I just acquired a Quad Multifamily recently. My closing is on March 7, 2014. It took me about 5-6 months to find it. I picked this property through an MLS. While going through realtor.com, I found this property. I have an agent who sent me the MLS update daily, but it was not fast enough. I don’t think she really knows much.

She does not know the concept of cash flow, cap rate and never helped evaluate a property worth for me.

I am a cash flow guy. It is my priority and equity is secondary. Looking back, it was easy for me to determine cash flow, but I have a hard time determine the value of the house. For example, I don’t know if the house is selling at the market rate or has any equity. I looked over the lender appraisal report, and see how the appraiser evaluated the house worth. It is complicated. He could not find much 4-Fam in my town, so he went to towns close by the used those houses for comparison. He picked 4-Fam with similar living space and number of bed rooms.

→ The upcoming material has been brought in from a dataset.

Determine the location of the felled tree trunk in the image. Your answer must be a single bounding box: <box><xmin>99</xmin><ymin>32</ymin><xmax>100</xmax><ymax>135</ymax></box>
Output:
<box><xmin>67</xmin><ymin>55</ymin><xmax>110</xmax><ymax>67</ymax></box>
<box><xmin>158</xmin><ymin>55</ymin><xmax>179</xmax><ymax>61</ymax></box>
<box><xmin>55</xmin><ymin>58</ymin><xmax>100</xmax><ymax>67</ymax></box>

Some information regarding the house I just recently acquired:

1)4-Family

2)My wife and I are taking out 30 fixed rate (first mortgage - conventional) at 25% down payment

3)Seller finance (second mortgage)

4)Cash flow after mortgage payment (first and second mortgage), home insurance and tax is about $1000-$1150.

5)Tenants are at will and all four units are staying. I will keep the monthly payment the same for them.

My question is:

How do you evaluate the house worth? How do you determine if the house has any equity? Is there any reliable website that I can use to determine if the house has any equity at the given sale price? I need help – step by step how to perform research and good reference websites.